Obviously, a practice does not have to be unconstitutional in order to be heinously harmful and abusive, and it does not have to be unconstitutional in order for the Senate GOP to get rid of it. A practice can harm and undermine the country and/or the Constitution, without actually being unconstitutional.
I think that Sen. Frist had it about right today, when he said that an endless judidicial filibuster, "fundamentally disturbs the separation of powers between the branches." Sen. Specter has pointed out that endless judicial filibusters are thus closely analogous to abuse of the impeachment power, which can also disturb the separation of powers (e.g. that almost occurred with the impeachments of Justice Samuel Chase and President Andrew Johnson). Indeed, giving the minority veto power over judicial nominations makes it more likely that the Senate will encroach upon the President's nominating role (by dictating what types of people the president must nominate), and will also encroach upon the independence of the judiciary (by screening nominees according to how they will decide cases).
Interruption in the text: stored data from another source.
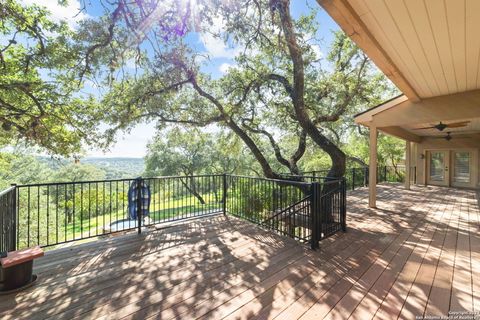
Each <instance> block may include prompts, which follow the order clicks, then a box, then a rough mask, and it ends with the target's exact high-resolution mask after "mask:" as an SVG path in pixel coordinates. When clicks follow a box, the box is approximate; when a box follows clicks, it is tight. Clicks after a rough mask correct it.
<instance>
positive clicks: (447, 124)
mask: <svg viewBox="0 0 480 320" xmlns="http://www.w3.org/2000/svg"><path fill="white" fill-rule="evenodd" d="M469 123H470V121H462V122H454V123H449V124H447V127H448V128H460V127H466V126H467V125H468V124H469Z"/></svg>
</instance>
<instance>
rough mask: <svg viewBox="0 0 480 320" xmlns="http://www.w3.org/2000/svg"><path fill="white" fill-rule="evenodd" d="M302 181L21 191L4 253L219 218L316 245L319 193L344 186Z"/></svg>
mask: <svg viewBox="0 0 480 320" xmlns="http://www.w3.org/2000/svg"><path fill="white" fill-rule="evenodd" d="M302 180H303V181H298V180H296V179H288V177H286V178H285V180H282V179H267V178H260V177H249V176H239V175H238V176H236V175H227V174H217V175H192V176H169V177H149V178H137V179H113V180H94V181H74V182H59V183H43V184H42V183H36V184H25V185H17V186H13V187H12V188H9V189H8V190H5V191H3V192H1V193H0V208H1V211H0V231H1V235H0V239H1V243H0V250H3V251H12V250H16V249H21V248H26V247H31V246H34V245H39V246H42V247H49V246H56V245H62V244H65V243H68V242H72V241H80V240H86V239H90V238H95V237H103V236H109V235H111V234H114V233H121V232H129V231H134V230H137V231H138V232H141V231H142V228H145V227H151V226H154V225H156V224H160V223H164V222H170V221H178V220H184V219H189V218H196V217H202V216H208V215H212V214H219V213H223V214H230V215H234V216H236V217H239V218H241V219H245V220H248V221H250V222H253V223H256V224H258V225H260V226H262V227H265V228H268V229H270V230H273V231H274V232H277V233H279V234H282V235H286V236H289V237H292V238H294V239H296V240H298V241H301V242H304V243H311V242H312V235H314V234H315V232H317V231H318V230H316V229H315V227H314V225H313V222H314V220H315V217H314V215H318V214H319V213H318V212H317V211H318V208H312V202H313V201H317V198H318V197H319V196H320V195H317V194H315V193H313V192H312V186H313V184H314V183H317V184H320V185H321V186H323V187H321V188H324V189H325V188H327V186H328V185H330V184H336V183H338V181H340V180H339V179H336V180H332V179H330V178H329V179H325V178H322V177H320V176H318V175H317V176H314V175H312V176H304V177H303V179H302ZM342 181H343V180H342ZM325 190H326V189H325ZM334 193H335V194H336V195H338V196H341V195H340V194H339V193H338V191H334ZM342 205H343V206H346V201H343V202H342ZM337 209H338V208H337V206H331V207H323V208H322V210H323V211H325V210H337ZM332 212H333V211H332ZM322 214H324V213H322ZM329 214H330V213H329ZM337 220H338V219H337ZM337 220H335V221H336V222H338V221H337ZM317 227H318V228H320V227H321V226H320V225H319V226H317ZM320 233H321V232H320ZM324 236H328V235H327V234H326V233H321V234H320V236H318V237H317V238H318V239H321V238H323V237H324Z"/></svg>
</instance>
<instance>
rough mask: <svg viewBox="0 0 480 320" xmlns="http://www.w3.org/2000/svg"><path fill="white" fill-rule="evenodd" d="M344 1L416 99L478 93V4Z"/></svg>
mask: <svg viewBox="0 0 480 320" xmlns="http://www.w3.org/2000/svg"><path fill="white" fill-rule="evenodd" d="M345 1H348V3H349V4H350V6H351V8H353V10H354V11H355V13H356V14H357V15H358V16H359V17H360V19H361V20H362V22H363V23H364V25H365V26H366V27H367V28H368V31H369V32H370V33H371V35H372V36H373V37H374V38H375V40H376V41H377V42H378V44H379V45H380V46H381V47H382V49H383V50H384V51H385V53H386V54H387V55H388V56H389V58H390V59H391V60H392V62H393V63H394V65H395V66H396V67H397V68H398V70H399V71H400V72H401V74H402V75H403V77H404V78H405V79H406V80H407V81H408V82H409V84H410V85H411V87H413V88H414V90H415V91H416V93H417V94H418V95H419V97H420V98H427V97H434V96H440V95H446V94H452V93H456V92H464V91H469V90H474V89H479V88H480V75H479V72H480V68H479V67H480V63H479V60H480V35H479V33H480V1H478V0H345ZM392 80H394V79H392ZM394 82H395V80H394Z"/></svg>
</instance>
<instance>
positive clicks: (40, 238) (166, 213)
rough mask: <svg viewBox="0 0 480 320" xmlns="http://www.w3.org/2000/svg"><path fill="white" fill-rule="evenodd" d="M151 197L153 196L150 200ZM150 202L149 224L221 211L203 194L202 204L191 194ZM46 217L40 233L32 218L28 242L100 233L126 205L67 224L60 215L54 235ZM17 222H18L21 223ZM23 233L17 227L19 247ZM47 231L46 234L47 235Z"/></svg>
mask: <svg viewBox="0 0 480 320" xmlns="http://www.w3.org/2000/svg"><path fill="white" fill-rule="evenodd" d="M153 197H156V198H155V200H156V201H153ZM153 197H152V201H151V204H150V215H149V216H150V218H151V219H153V223H156V222H161V221H169V220H174V219H175V218H188V217H193V216H199V215H201V214H202V213H210V212H212V211H215V210H217V209H218V210H221V209H222V204H221V203H218V202H215V201H214V200H215V198H214V197H213V195H211V194H206V195H203V198H204V200H205V201H206V204H201V203H200V202H199V201H198V199H197V198H195V197H194V196H188V197H183V198H177V199H169V201H159V200H158V199H159V197H158V195H153ZM50 210H51V212H54V210H53V209H50ZM50 215H51V216H50V218H49V219H48V227H47V222H46V221H47V219H46V218H45V217H40V221H42V222H43V224H41V225H40V234H38V233H37V232H36V230H37V228H38V225H37V221H38V218H37V217H34V218H33V219H37V220H31V229H30V240H31V243H30V245H32V243H34V244H37V242H38V239H39V240H40V241H39V242H40V244H41V245H45V244H47V240H48V243H49V244H52V243H56V242H57V241H58V242H64V241H70V240H73V239H81V238H85V237H94V236H97V235H98V236H100V235H102V234H103V233H104V230H103V229H104V226H109V225H110V223H112V222H115V221H118V220H122V219H125V218H127V215H128V208H127V204H125V208H123V206H122V208H121V209H119V210H115V211H112V212H111V213H110V212H109V213H107V214H104V215H98V216H93V215H92V216H91V217H88V216H86V217H85V216H84V217H83V219H81V218H80V217H78V216H77V217H75V220H74V221H72V222H71V223H68V224H67V225H66V226H65V224H64V216H60V218H59V220H58V235H57V225H56V223H57V221H56V216H55V215H54V214H52V213H51V214H50ZM25 224H26V223H24V224H22V223H21V224H20V225H25ZM26 234H27V230H20V234H19V235H20V247H26V246H27V242H26ZM47 234H48V236H47Z"/></svg>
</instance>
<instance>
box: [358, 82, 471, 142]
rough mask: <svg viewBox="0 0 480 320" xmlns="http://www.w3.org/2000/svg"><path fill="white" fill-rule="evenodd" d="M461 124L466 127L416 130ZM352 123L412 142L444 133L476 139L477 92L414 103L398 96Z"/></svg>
mask: <svg viewBox="0 0 480 320" xmlns="http://www.w3.org/2000/svg"><path fill="white" fill-rule="evenodd" d="M463 121H465V122H466V123H465V126H462V127H457V128H445V129H444V130H443V131H439V130H437V129H434V128H431V129H419V128H425V127H431V126H434V125H436V124H438V123H439V122H442V123H444V124H447V125H448V124H452V123H457V122H463ZM355 122H356V123H359V124H363V125H365V126H368V127H370V126H375V127H377V128H378V129H379V130H381V131H383V132H385V133H388V134H390V135H394V136H397V137H400V138H402V139H405V140H409V141H415V142H419V141H421V139H422V137H435V136H439V137H444V136H446V134H447V132H451V135H452V136H462V135H463V136H466V135H469V136H472V135H479V134H480V90H474V91H467V92H462V93H456V94H451V95H445V96H440V97H433V98H426V99H423V100H421V101H420V102H416V103H414V102H412V101H411V100H408V99H406V98H405V96H400V97H397V98H394V99H392V100H390V101H387V102H386V103H384V104H381V105H379V106H376V107H374V108H371V109H369V110H367V111H365V112H363V113H361V114H358V115H356V116H355Z"/></svg>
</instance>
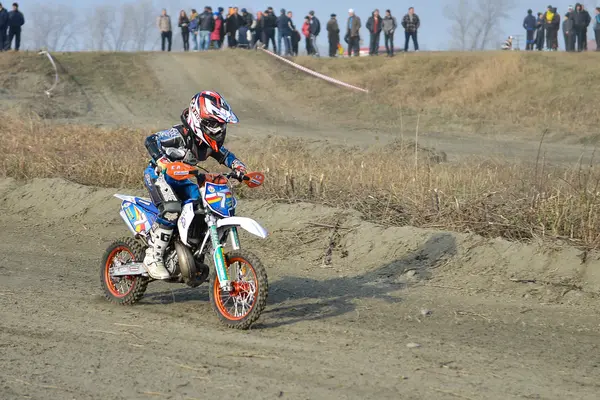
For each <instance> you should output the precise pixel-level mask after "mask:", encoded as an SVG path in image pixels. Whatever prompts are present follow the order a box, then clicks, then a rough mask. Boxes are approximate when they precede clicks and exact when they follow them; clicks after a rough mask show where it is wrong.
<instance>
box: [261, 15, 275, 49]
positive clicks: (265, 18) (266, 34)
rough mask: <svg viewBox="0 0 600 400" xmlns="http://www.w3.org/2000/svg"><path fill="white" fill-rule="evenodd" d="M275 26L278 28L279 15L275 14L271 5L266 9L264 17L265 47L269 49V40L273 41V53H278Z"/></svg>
mask: <svg viewBox="0 0 600 400" xmlns="http://www.w3.org/2000/svg"><path fill="white" fill-rule="evenodd" d="M275 28H277V17H276V16H275V15H273V9H272V8H271V7H269V8H267V9H266V10H265V16H264V17H263V40H262V41H263V49H269V42H272V43H273V53H277V46H276V45H275Z"/></svg>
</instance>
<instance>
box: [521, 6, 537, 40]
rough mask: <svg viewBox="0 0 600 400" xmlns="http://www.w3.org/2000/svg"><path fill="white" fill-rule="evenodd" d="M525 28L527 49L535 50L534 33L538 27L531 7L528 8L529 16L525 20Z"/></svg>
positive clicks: (523, 22)
mask: <svg viewBox="0 0 600 400" xmlns="http://www.w3.org/2000/svg"><path fill="white" fill-rule="evenodd" d="M523 29H525V31H526V32H527V41H526V46H525V50H533V45H534V43H535V41H534V40H533V34H534V33H535V29H536V19H535V17H534V16H533V11H532V10H531V9H529V10H527V16H526V17H525V19H524V20H523Z"/></svg>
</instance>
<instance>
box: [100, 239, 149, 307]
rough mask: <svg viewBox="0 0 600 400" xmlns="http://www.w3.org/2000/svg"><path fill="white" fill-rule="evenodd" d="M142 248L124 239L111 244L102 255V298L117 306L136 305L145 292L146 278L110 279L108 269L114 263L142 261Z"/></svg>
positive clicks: (141, 276)
mask: <svg viewBox="0 0 600 400" xmlns="http://www.w3.org/2000/svg"><path fill="white" fill-rule="evenodd" d="M144 255H145V253H144V247H143V246H142V244H141V243H139V242H138V241H137V240H135V239H132V238H124V239H120V240H117V241H115V242H113V243H112V244H111V245H110V246H108V248H107V249H106V252H105V253H104V257H102V263H101V265H100V284H101V286H102V290H103V292H104V297H106V299H107V300H108V301H110V302H111V303H114V304H119V305H132V304H134V303H137V302H138V301H139V300H140V299H141V298H142V297H143V296H144V293H145V292H146V288H147V287H148V278H145V277H142V276H123V277H111V276H110V268H111V266H112V265H113V264H114V262H115V261H117V260H118V261H120V262H121V263H124V262H141V261H142V260H143V259H144Z"/></svg>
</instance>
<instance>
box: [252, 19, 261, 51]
mask: <svg viewBox="0 0 600 400" xmlns="http://www.w3.org/2000/svg"><path fill="white" fill-rule="evenodd" d="M262 25H263V13H262V11H258V12H257V13H256V19H255V20H254V22H252V28H251V30H252V44H251V46H252V48H255V47H256V46H258V43H261V42H262Z"/></svg>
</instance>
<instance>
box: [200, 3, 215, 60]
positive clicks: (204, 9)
mask: <svg viewBox="0 0 600 400" xmlns="http://www.w3.org/2000/svg"><path fill="white" fill-rule="evenodd" d="M199 18H200V23H199V24H198V30H199V32H198V39H199V42H200V50H201V51H206V50H208V49H209V48H210V42H211V34H212V32H213V30H214V29H215V19H214V15H213V13H212V12H211V8H210V7H204V11H203V12H202V14H200V17H199Z"/></svg>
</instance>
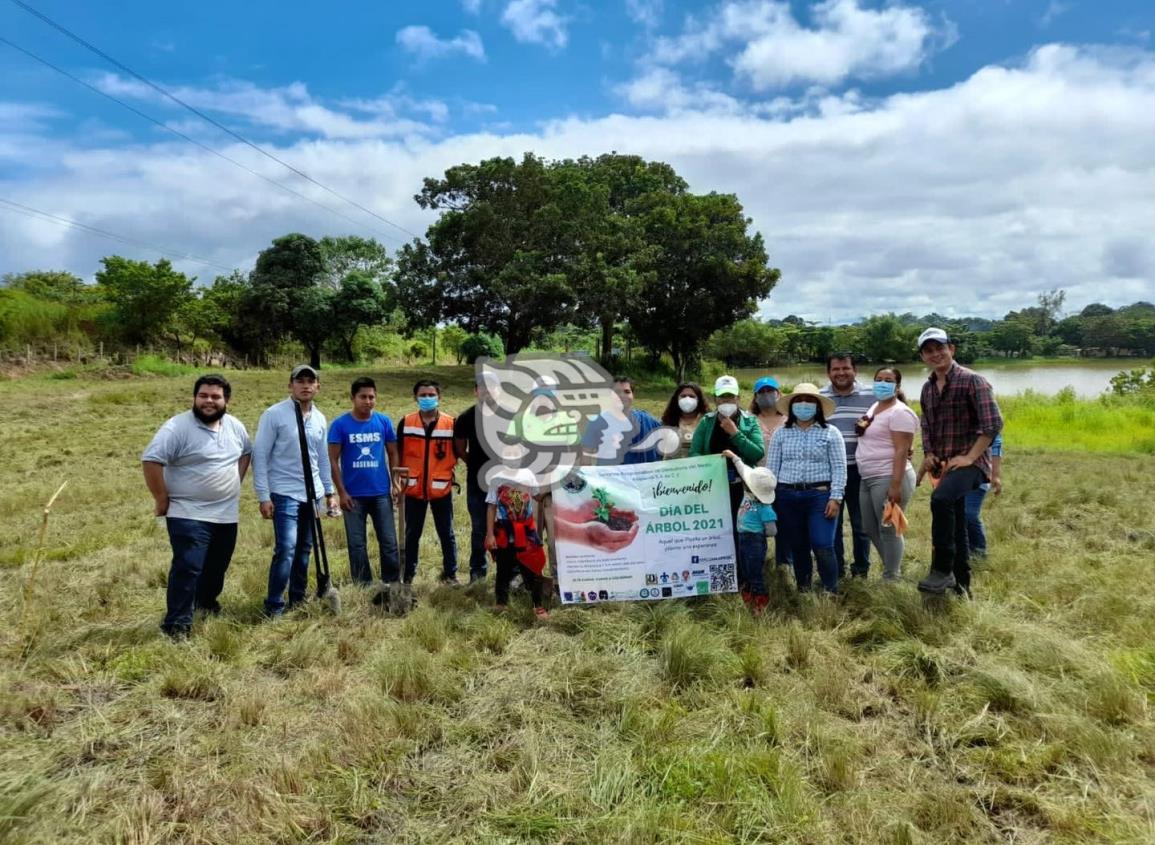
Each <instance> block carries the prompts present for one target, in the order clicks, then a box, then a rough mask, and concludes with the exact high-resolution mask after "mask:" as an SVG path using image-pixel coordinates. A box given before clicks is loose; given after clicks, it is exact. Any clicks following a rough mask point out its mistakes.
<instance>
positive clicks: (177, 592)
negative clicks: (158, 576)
mask: <svg viewBox="0 0 1155 845" xmlns="http://www.w3.org/2000/svg"><path fill="white" fill-rule="evenodd" d="M165 525H166V526H167V529H169V544H170V545H171V546H172V566H171V567H170V569H169V589H167V612H166V613H165V615H164V621H163V622H161V628H162V629H163V630H165V631H169V633H173V631H187V630H188V629H189V628H191V627H192V625H193V613H194V612H195V611H196V608H198V607H202V608H204V610H208V611H217V610H219V608H221V605H218V604H217V597H218V596H219V595H221V590H223V589H224V574H225V573H226V571H228V570H229V563H230V561H231V560H232V549H233V548H234V547H236V546H237V523H234V522H228V523H216V522H202V521H201V519H184V518H180V517H172V516H170V517H169V518H167V519H165Z"/></svg>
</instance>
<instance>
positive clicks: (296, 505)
mask: <svg viewBox="0 0 1155 845" xmlns="http://www.w3.org/2000/svg"><path fill="white" fill-rule="evenodd" d="M320 502H321V500H318V506H320ZM308 508H310V506H308V502H298V501H297V500H296V499H293V498H292V496H283V495H281V494H280V493H274V494H273V536H274V538H275V539H274V545H273V562H271V563H270V564H269V595H268V596H267V597H266V599H264V612H266V613H268V614H269V615H270V616H275V615H277V614H278V613H283V612H284V610H285V601H284V591H285V586H288V588H289V605H288V606H289V607H292V606H293V605H296V604H298V603H299V601H304V600H305V591H306V590H307V589H308V554H310V552H311V551H312V548H313V514H312V513H310V509H308Z"/></svg>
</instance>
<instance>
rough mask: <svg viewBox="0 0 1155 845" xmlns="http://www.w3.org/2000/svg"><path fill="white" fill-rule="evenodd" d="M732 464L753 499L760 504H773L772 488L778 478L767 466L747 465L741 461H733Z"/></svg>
mask: <svg viewBox="0 0 1155 845" xmlns="http://www.w3.org/2000/svg"><path fill="white" fill-rule="evenodd" d="M733 466H735V469H736V470H737V471H738V474H739V476H740V477H742V483H743V484H744V485H746V489H748V491H750V493H751V495H753V496H754V499H757V500H758V501H760V502H761V503H762V504H774V488H775V487H777V486H778V479H777V478H775V477H774V472H773V471H772V470H770V469H769V468H767V466H747V465H746V464H745V463H743V462H742V461H735V462H733Z"/></svg>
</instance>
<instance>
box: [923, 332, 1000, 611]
mask: <svg viewBox="0 0 1155 845" xmlns="http://www.w3.org/2000/svg"><path fill="white" fill-rule="evenodd" d="M918 352H919V354H921V356H922V358H923V362H924V364H926V365H927V366H929V367H931V369H932V372H931V374H930V376H929V377H927V379H926V383H925V384H924V386H923V395H922V411H923V420H922V428H923V455H924V457H923V465H922V469H921V470H919V471H918V479H919V480H922V478H923V476H925V474H926V473H930V474H931V477H932V478H938V479H939V481H938V486H937V487H936V488H934V492H933V493H932V494H931V544H932V545H933V552H932V556H931V571H930V574H929V575H927V576H926V577H925V578H923V579H922V581H921V582H918V589H919V590H922V591H923V592H931V593H938V595H941V593H944V592H946V591H947V590H954V591H955V592H956V593H959V595H960V596H966V597H969V596H970V556H969V549H968V547H967V494H968V493H969V492H970V491H973V489H977V488H978V485H981V484H985V483H986V481H990V479H991V451H990V447H991V442H992V441H993V440H994V438H996V435H997V434H998V433H999V432H1000V431H1001V429H1003V414H1000V413H999V406H998V404H997V403H996V402H994V392H993V391H992V390H991V384H990V382H988V381H986V379H984V377H983V376H981V375H979V374H978V373H976V372H974V371H971V369H967V368H966V367H962V366H959V365H957V364H955V361H954V344H953V343H951V339H949V337H947V334H946V331H944V330H942V329H937V328H930V329H926V331H924V332H923V334H922V335H919V336H918Z"/></svg>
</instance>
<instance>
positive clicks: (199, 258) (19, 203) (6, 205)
mask: <svg viewBox="0 0 1155 845" xmlns="http://www.w3.org/2000/svg"><path fill="white" fill-rule="evenodd" d="M0 208H3V209H5V210H6V211H13V212H14V214H20V215H24V216H25V217H32V218H33V219H37V218H38V219H49V220H52V222H53V223H59V224H60V225H62V226H69V227H72V229H76V230H80V231H82V232H88V233H90V234H97V235H100V237H102V238H109V239H110V240H116V241H120V242H121V244H127V245H128V246H134V247H141V248H144V249H148V250H149V252H154V253H158V254H161V255H164V256H166V257H173V259H181V260H184V261H192V262H194V263H196V264H204V266H206V267H214V268H216V269H218V270H223V271H224V272H232V271H233V270H234V269H236V268H233V267H225V266H224V264H218V263H217V262H215V261H213V260H210V259H206V257H202V256H200V255H193V254H192V253H182V252H180V250H177V249H165V248H164V247H158V246H154V245H152V244H146V242H144V241H142V240H135V239H133V238H126V237H125V235H122V234H117V233H116V232H109V231H107V230H104V229H97V227H96V226H90V225H88V224H87V223H81V222H80V220H73V219H69V218H68V217H60V216H59V215H53V214H50V212H47V211H42V210H40V209H38V208H32V207H31V205H25V204H24V203H22V202H16V201H15V200H6V199H5V197H2V196H0Z"/></svg>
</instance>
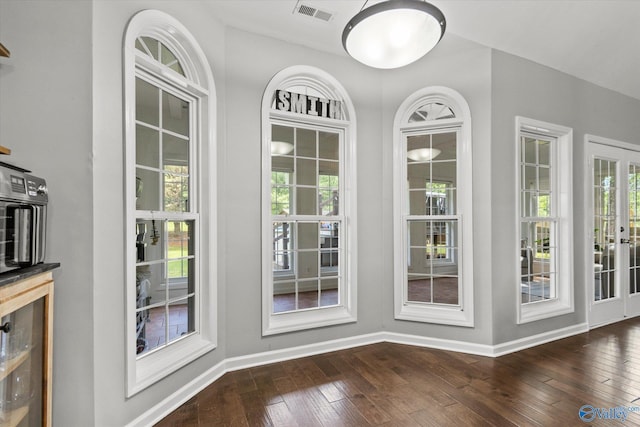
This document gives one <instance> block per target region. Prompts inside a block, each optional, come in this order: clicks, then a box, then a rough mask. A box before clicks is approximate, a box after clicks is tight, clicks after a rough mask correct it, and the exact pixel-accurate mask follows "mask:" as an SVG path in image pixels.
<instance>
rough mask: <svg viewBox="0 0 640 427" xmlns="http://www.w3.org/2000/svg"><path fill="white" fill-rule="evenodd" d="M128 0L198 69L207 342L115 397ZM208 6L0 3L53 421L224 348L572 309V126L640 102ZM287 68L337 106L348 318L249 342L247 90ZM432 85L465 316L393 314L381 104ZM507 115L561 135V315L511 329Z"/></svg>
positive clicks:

There are plenty of additional principled reasons for opposing endless judicial filibusters, having nothing to do with the separation of powers. Generally speaking, endless legislative filibusters merely empower a minority to preserve the legal status quo, by preventing enactment of new laws, whereas endless judicial filibusters empower a minority to actually change the legal status quo by demanding judges who will do their bidding. Another principled reason for opposing endless judicial filibusters is that it's important for presidents to be able to shift the direction of the judiciary from time to time, so that in the long run the only surviving precedents will be the ones that are firmly supported by the objective meaning of our laws; presidential flexibility in the nomination process thus discourages politicization of the judiciary, by rendering such politicization futile over the long term.
From a practical point of view, giving a veto to 41 senators would make fringe groups and special interest groups much more powerful. It would become easier for them to shoot down nominations, because they would not have to persuade as many senators. Senate hearings for judicial nominees would therefore be likely to get more rancorous and contentious than ever, and fewer qualified people would be willing to be nominated.
The framers of the Constitution may not have explicitly required up-or-down votes for judicial nominations, but that is certainly what they expected. Here's Hamilton in Federalist 66:
It will be the office of the President to NOMINATE, and, with the advice and consent of the Senate, to APPOINT. There will, of course, be no exertion of CHOICE on the part of the Senate. They may defeat one choice of the Executive, and oblige him to make another; but they cannot themselves CHOOSE, they can only ratify or reject the choice of the President. . . . Thus it could hardly happen, that the majority of the Senate would feel any other complacency towards the object of an appointment than such as the appearances of merit might inspire, and the proofs of the want of it destroy.
The framers never envisioned that a minority would be able to cause interminable delays in order to prevent the Senate from ratifying or rejecting a nomination.